Miguel Viegas, OBEGEF
União Europeia cede às pressões dos Estados Unidos e retira proposta de taxar o digital. Será que chegámos finalmente a um consenso na OCDE ou estamos perante mais uma manobra dilatória?
A necessidade de adaptar a máquina fiscal em função da nova realidade digital é uma evidência. Perante o impasse da comunidade internacional, a União Europeia avançou com um projeto próprio de criação de uma taxa digital destinada a mitigar o quadro de impunidade fiscal em que vivem os gigantes do digital. Eis senão quando, por intervenção dos Estados Unidos da América, e partindo de um alegado consenso na OCDE sobre uma taxa mínima de imposto à escala mundial, a União Europeia voltou a colocar o seu projeto na gaveta. Estaremos nós perante mais uma manobra dilatória ou vamos ter avanços concretos no curto prazo?
A generalidade dos sistemas de tributação foi concebida no século XX. Assentam em dois pilares fundamentais: o estatuto de estabelecimento estável que legitima o nexo fiscal e o princípio da plena concorrência que impede a manipulação de preços nas transferências intra-grupos. Com a digitalização da economia, estes dois pilares praticamente ruíram. Na economia digital predominam os ativos imateriais. A sua domiciliação decorre de um simples exercício de arbitragem fiscal. Por outro lado, estes ativos imateriais geram custos e receitas que dificultam, ou tornam mesmo impossível, a aplicação do princípio de plena concorrência. Quando uma multinacional atribui um custo por conta de utilização de uma marca cujo capital se encontra sediado num paraíso fiscal, não existe em rigor nenhum termo de comparação por forma a verificar se este custo está ou não alinhado com os preços de mercado. Aí está a receita perfeita para o “profit shifting”.
Este problema está identificado há muito no seio da comunidade internacional. A OCDE tem atualmente uma proposta baseada em dois pilares. O Pilar Um propõe uma redistribuição dos lucros acima de uma determinada margem em função de critérios económicos, evitando assim a concentração artificial de lucros nos paraísos fiscais. O Pilar Dois pretende estabelecer uma taxa mínima de imposto sobre os lucros à escala internacional. O problema é que ainda não foi possível obter o consenso necessário para aplicar a proposta. Perante o impasse, e sob a necessidade urgente de obter novas receitas para pagar o empréstimo associado ao instrumento “NextgenerationEU” a União Europeia conseguiu obter o consenso interno para aprovar a sua proposta de criação de uma taxa digital. É neste contexto que surge a notícia de um acordo do G20 firmado no mês passado em Veneza sobre um novo quadro fiscal mundial incluindo uma taxa mínima de imposto de 15% sobre o lucro das empresas. Mas vale a pena reter duas declarações das conclusões finais do encontro. A primeira insta o Grupo Inclusivo da OCDE a apresentar “um plano detalhado para pôr em prática os dois pilares da proposta em outubro para a próxima cimeira do G20”. Ou seja, ainda há trabalho a fazer. A segunda “convida todos os países a desmantelar as taxas digitais existentes consideradas com discriminatórias por parte dos Estados Unidos e abster-se de implementar medidas similares no futuro”.
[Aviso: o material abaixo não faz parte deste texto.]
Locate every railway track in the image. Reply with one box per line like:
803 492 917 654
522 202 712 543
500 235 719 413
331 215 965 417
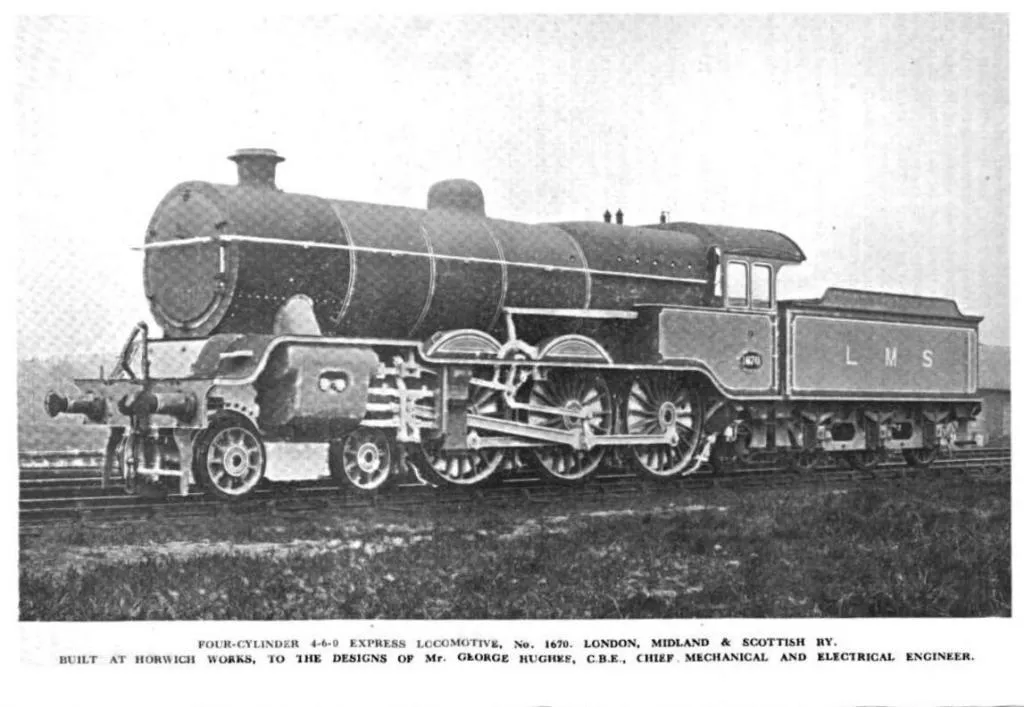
19 448 1011 528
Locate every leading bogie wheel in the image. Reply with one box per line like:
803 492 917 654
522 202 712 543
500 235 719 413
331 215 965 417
526 369 611 484
623 374 703 479
195 413 266 501
329 427 399 491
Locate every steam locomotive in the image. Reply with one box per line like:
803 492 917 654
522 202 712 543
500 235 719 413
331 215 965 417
45 150 981 499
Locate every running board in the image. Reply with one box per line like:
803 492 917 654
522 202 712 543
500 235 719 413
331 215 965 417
466 414 679 451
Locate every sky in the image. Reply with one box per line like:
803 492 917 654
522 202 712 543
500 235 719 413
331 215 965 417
14 13 1010 358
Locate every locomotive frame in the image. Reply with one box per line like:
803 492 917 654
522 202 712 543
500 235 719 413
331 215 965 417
45 150 981 499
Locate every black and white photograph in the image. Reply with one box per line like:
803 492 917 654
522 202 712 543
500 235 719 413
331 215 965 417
7 8 1024 705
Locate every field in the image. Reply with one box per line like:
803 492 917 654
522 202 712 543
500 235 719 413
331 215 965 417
19 476 1011 621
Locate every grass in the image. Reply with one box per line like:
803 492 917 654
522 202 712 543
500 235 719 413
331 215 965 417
20 479 1011 620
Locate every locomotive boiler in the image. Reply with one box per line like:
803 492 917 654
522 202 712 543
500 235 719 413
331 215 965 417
45 150 980 499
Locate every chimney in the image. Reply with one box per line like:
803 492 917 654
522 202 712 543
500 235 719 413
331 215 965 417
227 148 285 190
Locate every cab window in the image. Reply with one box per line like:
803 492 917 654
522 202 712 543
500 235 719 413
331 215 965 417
725 260 749 306
751 263 771 309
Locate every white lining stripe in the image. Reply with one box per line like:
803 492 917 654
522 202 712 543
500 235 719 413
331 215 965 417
140 236 705 285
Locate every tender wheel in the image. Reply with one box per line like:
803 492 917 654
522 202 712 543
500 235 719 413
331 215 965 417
527 369 611 484
903 447 939 468
625 375 703 479
329 427 398 491
195 415 266 501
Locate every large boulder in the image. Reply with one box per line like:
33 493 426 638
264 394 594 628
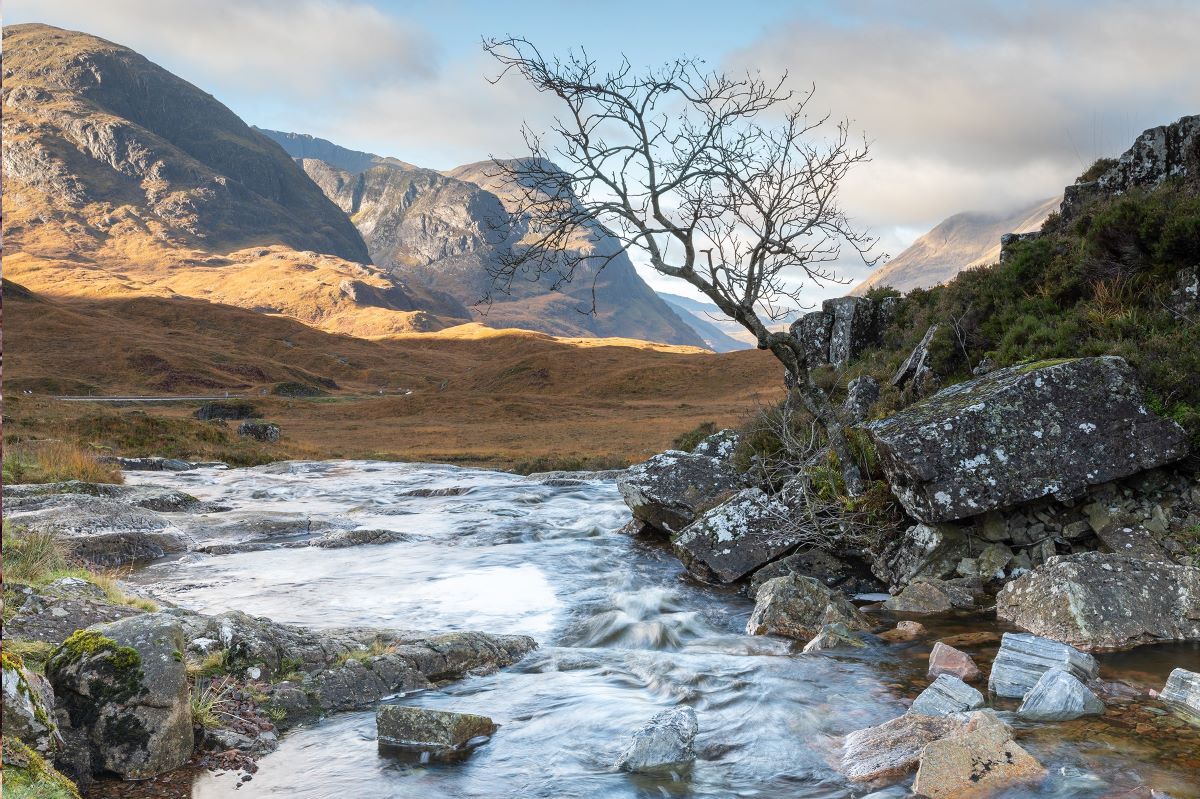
616 705 700 773
866 356 1188 523
746 575 875 641
617 450 742 533
671 488 804 583
46 613 193 780
988 632 1100 699
996 552 1200 650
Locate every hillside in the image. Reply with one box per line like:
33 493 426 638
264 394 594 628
263 131 704 347
851 197 1062 296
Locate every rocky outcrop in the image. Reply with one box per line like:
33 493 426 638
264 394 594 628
616 705 700 773
46 613 193 780
617 451 742 533
866 356 1187 523
1016 668 1104 721
376 704 496 755
988 632 1099 699
996 552 1200 649
746 575 875 641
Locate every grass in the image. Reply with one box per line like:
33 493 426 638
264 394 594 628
4 440 122 485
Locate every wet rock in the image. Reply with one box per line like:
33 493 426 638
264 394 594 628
912 710 1046 799
746 575 874 641
46 613 193 780
996 552 1200 649
0 653 62 755
671 488 805 583
988 632 1099 699
1016 668 1104 721
376 704 496 755
929 641 983 683
866 356 1187 523
892 325 938 389
908 674 983 716
238 421 281 444
617 451 742 533
616 705 700 771
841 374 880 425
1158 668 1200 727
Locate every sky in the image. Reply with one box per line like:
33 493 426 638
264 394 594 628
5 0 1200 299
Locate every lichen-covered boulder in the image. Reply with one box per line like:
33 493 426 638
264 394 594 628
746 575 875 641
616 705 700 773
376 704 496 755
617 450 742 533
671 488 804 583
866 356 1188 523
996 552 1200 650
46 613 193 780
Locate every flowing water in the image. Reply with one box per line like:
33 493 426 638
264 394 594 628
130 462 1200 799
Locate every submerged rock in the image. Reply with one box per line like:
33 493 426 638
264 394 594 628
616 705 700 771
988 632 1100 699
866 356 1187 523
1016 668 1104 721
910 674 983 716
617 451 742 533
671 488 804 583
996 552 1200 649
376 704 496 755
746 575 874 641
1158 668 1200 727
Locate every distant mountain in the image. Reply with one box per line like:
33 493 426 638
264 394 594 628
4 24 451 335
263 131 704 347
658 292 756 353
851 197 1062 295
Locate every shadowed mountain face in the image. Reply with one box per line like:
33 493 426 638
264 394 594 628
851 197 1062 295
4 24 368 263
263 131 704 347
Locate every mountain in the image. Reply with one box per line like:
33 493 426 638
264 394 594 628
851 197 1062 295
659 292 756 353
263 131 704 347
4 24 453 335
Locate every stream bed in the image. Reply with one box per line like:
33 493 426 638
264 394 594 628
127 461 1200 799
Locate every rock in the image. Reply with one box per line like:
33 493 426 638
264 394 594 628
0 653 62 755
865 356 1187 523
988 632 1100 699
929 641 983 683
908 674 983 716
617 451 742 533
841 374 880 425
871 524 971 588
616 705 700 771
46 613 193 780
238 421 281 444
892 325 938 389
912 710 1046 799
1158 668 1200 727
804 621 866 654
883 578 978 613
671 488 805 583
746 575 874 641
996 552 1200 649
839 710 1008 782
376 704 496 755
1016 668 1104 721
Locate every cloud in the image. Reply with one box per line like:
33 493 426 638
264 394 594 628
6 0 438 98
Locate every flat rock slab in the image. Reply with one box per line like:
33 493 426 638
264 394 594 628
866 356 1188 522
376 704 496 753
988 632 1100 699
996 552 1200 650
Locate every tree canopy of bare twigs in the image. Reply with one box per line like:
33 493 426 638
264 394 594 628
484 37 875 493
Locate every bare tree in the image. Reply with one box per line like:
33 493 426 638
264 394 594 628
484 37 875 494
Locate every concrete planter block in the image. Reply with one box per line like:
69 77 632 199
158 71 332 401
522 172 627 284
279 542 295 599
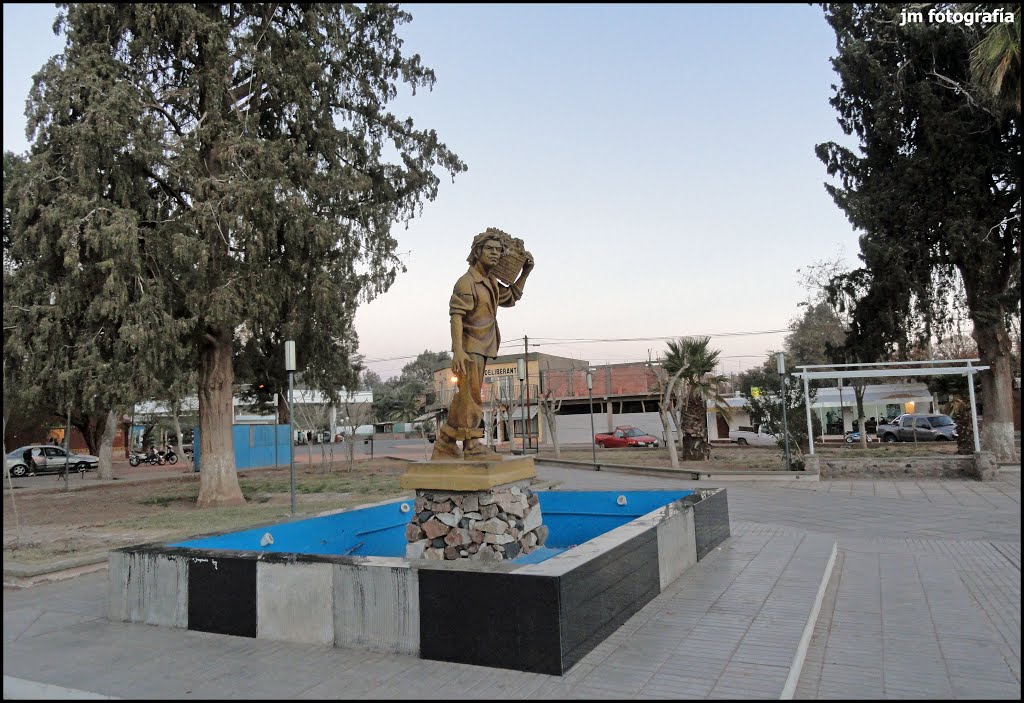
256 562 334 645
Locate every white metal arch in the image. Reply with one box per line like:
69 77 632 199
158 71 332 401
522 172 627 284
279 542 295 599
793 359 988 454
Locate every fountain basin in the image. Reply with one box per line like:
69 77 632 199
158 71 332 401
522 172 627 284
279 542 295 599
108 488 729 674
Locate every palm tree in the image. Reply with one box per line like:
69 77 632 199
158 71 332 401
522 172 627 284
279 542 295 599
662 337 729 460
971 3 1021 115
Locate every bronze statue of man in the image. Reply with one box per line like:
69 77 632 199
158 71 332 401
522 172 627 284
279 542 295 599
431 231 534 459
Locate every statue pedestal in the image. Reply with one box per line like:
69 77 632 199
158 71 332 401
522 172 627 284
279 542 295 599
399 456 548 562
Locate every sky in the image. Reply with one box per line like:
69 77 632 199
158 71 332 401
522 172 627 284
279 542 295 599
3 3 859 378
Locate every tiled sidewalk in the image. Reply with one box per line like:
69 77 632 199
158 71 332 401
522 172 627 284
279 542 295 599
4 468 1020 699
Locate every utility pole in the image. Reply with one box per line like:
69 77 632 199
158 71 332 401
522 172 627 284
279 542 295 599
512 359 526 454
587 368 597 467
285 340 295 515
522 335 534 453
777 352 790 471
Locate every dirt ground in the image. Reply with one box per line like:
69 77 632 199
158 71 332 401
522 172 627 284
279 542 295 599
3 458 406 565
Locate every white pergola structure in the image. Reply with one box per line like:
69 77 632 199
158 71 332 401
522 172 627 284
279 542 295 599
794 359 988 454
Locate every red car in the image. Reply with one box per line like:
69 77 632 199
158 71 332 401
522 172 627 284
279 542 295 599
594 425 657 448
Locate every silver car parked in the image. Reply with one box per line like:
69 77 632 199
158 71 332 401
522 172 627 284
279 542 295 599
7 444 99 476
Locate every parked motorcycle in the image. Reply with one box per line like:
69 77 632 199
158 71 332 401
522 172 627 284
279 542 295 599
128 451 165 467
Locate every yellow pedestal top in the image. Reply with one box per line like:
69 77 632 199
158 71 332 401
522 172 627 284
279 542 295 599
398 456 537 490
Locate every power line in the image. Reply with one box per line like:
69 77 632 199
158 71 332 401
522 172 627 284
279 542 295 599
362 328 793 370
529 328 793 347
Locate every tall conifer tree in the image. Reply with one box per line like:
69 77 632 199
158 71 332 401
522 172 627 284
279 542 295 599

O fim do episódio é conhecido. A União Europeia meteu a taxa digital na gaveta. Desta forma os gigantes digitais continuarão sem pagar impostos apesar de realizarem milhões de lucros na Europa. Acresce que o reembolso dos 750 mil milhões de euros do NextgenerationEU continua assim sem resposta, podendo comprometer o próximo orçamento plurianual da EU pós 2027. Vamos ver o que nos reserva o próximo outono.